Nature 462, 808-812 (10 December 2009) | doi:10.1038/nature08612; Received 6 July 2009; Accepted 26 October 2009

Paradox of mistranslation of serine for alanine caused by AlaRS recognition dilemma

Min Guo1, Yeeting E. Chong1, Ryan Shapiro1, Kirk Beebe1,2, Xiang-Lei Yang1 & Paul Schimmel1

  1. The Skaggs Institute for Chemical Biology and Department of Molecular Biology, The Scripps Research Institute, BCC-379, 10550 North Torrey Pines Road, La Jolla, California 92037, USA
  2. Present address: Metabolon, Inc., 800 Capitola Drive, Suite 1, Durham, North Carolina 27713, USA.

Correspondence to: Paul Schimmel1 Correspondence and requests for materials should be addressed to P.S. (Email: schimmel@scripps.edu).

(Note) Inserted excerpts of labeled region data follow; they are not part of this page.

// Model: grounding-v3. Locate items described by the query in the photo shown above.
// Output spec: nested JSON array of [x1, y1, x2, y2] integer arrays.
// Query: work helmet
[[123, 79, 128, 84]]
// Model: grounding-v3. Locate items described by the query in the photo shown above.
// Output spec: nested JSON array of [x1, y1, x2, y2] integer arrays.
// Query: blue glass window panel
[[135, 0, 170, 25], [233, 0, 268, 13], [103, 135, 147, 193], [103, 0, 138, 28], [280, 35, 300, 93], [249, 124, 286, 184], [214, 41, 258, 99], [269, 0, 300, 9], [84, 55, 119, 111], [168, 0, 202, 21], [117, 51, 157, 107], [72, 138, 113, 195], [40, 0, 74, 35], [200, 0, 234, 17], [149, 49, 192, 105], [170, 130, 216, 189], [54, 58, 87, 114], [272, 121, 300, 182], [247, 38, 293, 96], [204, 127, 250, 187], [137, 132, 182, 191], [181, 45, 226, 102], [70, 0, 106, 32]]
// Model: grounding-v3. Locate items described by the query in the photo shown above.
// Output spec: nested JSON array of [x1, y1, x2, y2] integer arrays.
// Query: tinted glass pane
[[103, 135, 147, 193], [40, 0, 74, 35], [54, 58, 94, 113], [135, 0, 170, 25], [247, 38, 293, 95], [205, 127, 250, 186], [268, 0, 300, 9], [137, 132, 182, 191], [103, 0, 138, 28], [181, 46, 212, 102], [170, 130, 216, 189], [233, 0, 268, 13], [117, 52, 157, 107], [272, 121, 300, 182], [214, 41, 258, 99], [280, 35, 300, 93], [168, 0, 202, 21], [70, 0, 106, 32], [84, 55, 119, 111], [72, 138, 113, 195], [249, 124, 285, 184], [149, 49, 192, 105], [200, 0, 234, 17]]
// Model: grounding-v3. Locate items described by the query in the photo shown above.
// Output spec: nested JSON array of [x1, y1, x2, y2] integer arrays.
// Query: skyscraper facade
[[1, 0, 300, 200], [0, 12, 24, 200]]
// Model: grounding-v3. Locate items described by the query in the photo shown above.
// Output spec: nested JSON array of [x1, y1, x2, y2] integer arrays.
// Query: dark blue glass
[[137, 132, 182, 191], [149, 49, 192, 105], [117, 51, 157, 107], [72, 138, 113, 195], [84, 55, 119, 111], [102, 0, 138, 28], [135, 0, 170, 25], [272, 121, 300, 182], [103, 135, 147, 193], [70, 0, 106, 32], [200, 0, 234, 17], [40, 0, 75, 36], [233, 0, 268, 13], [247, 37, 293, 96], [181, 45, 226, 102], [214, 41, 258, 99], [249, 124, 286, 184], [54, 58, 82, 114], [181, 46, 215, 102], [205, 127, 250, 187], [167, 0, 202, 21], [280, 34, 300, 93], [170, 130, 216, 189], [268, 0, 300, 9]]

Mistranslation arising from confusion of serine for alanine by alanyl-tRNA synthetases (AlaRSs) has profound functional consequences1, 2, 3. Throughout evolution, two editing checkpoints prevent disease-causing mistranslation from confusing glycine or serine for alanine at the active site of AlaRS. In both bacteria and mice, Ser poses a bigger challenge than Gly1, 2. One checkpoint is the AlaRS editing centre, and the other is from widely distributed AlaXps—free-standing, genome-encoded editing proteins that clear Ser-tRNAAla. The paradox of misincorporating both a smaller (glycine) and a larger (serine) amino acid suggests a deep conflict for nature-designed AlaRS. Here we show the chemical basis for this conflict. Nine crystal structures, together with kinetic and mutational analysis, provided snapshots of adenylate formation for each amino acid. An inherent dilemma is posed by constraints of a structural design that pins down the α-amino group of the bound amino acid by using an acidic residue. This design, dating back more than 3 billion years, creates a serendipitous interaction with the serine OH that is difficult to avoid. Apparently because no better architecture for the recognition of alanine could be found, the serine misactivation problem was solved through free-standing AlaXps, which appeared contemporaneously with early AlaRSs. The results reveal unconventional problems and solutions arising from the historical design of the protein synthesis machinery.